William paused. “Actually, things weren’t going so well. We broke up a couple of months ago.”

“Oh.” Gears turned. “You’re single?”

“Yes, I am.”

Sam processed this information. “I wish you’d told me that sooner. This whole time I thought you still had a girlfriend.”

“I don’t talk about my personal life at work, so there’s no way you would have known. And I didn’t know if you felt the same.”

“Well . . . maybe we should hang out,” she said.

“How about now?”

Within half an hour, he was at her door. They stood there for a moment.

“Hi,” she said.

“Hi,” William answered. They grinned sheepishly at each other.

Ten minutes later, they were settled on Sam’s couch, watching a movie. When William slid his broad muscled arm around her shoulder and leaned toward her, Sam’s mind raced. Okay, sure, I guess that’s what we’ll do now. As she kissed him back, she realized it didn’t feel awkward at all.

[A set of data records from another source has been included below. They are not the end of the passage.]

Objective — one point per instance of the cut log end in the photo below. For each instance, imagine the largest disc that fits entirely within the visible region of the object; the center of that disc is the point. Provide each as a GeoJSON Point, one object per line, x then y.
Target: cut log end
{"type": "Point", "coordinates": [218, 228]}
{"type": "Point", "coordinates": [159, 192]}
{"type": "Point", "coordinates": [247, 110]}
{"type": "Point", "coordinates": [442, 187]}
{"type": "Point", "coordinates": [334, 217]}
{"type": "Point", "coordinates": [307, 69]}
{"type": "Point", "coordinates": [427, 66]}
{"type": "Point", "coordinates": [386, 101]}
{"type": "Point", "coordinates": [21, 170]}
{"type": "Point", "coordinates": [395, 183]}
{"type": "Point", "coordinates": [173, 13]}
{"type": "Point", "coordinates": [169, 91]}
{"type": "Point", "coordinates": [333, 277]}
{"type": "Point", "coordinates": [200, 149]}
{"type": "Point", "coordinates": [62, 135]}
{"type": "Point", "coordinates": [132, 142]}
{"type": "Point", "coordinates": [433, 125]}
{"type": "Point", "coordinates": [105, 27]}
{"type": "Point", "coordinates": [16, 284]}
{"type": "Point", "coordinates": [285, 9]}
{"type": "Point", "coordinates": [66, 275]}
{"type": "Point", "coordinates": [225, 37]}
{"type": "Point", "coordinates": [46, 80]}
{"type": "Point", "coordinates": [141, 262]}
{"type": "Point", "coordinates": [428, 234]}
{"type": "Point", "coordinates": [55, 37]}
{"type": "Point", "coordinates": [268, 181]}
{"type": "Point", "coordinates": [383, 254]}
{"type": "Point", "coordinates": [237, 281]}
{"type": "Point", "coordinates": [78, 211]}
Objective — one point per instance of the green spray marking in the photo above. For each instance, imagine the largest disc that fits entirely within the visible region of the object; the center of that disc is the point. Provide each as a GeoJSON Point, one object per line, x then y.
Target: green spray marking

The Nurses: A Year of Secrets, Drama, and Miracles with the Heroes of the Hospital _1.jpg

Nurse Confessions: Behind-the-Scenes Secrets from the Front Lines of Healthcare

As a fly on the wall of a hospital, you can learn a wealth of healthcare secrets, some of which are entertaining and some of which could save your or a loved one’s life. In front of an undercover reporter conducting research for this book, an exasperated attending physician at Citycenter shook her head as she corrected a colleague’s error. “Just trying to get through July,” she muttered. Her reason for saying so exposes a major secret about hospital life. Here is that secret, and others that nurses want you to know.

Don’t get sick in July.

Every year in teaching hospitals at the start of July, medical students become interns, interns become first-year residents, and each successive class of residents moves up a level. These new doctors are immediately thrust into direct patient care. As the National Bureau of Economic Research reported, “On day one, new interns may have the same responsibilities that the now-second-year residents had at the end of June (after they had a full year of experience).”

This upheaval causes what healthcare workers call “The July Effect” in the United States and “August Killing Season” in the United Kingdom (where the shift happens in August). The changeover harms patient care, increasing medical errors, medication dosage mistakes, and length of hospital stays. Most strikingly, in July, U.S. death rates in these hospitals surge 8 to 34 percent, or between 1,500 and 2,750 deaths. University of California San Diego researchers found that fatal medication errors “spike by 10 percent in July and in no other month.” In the U.K., August mortality rates rise by 6 to 8 percent as new doctors are tasked with surgeries and procedures that Britons say are “beyond their capabilities.” Patients in English hospitals have a higher early death-rate when they are admitted on the first Wednesday in August than patients admitted on the previous Wednesday.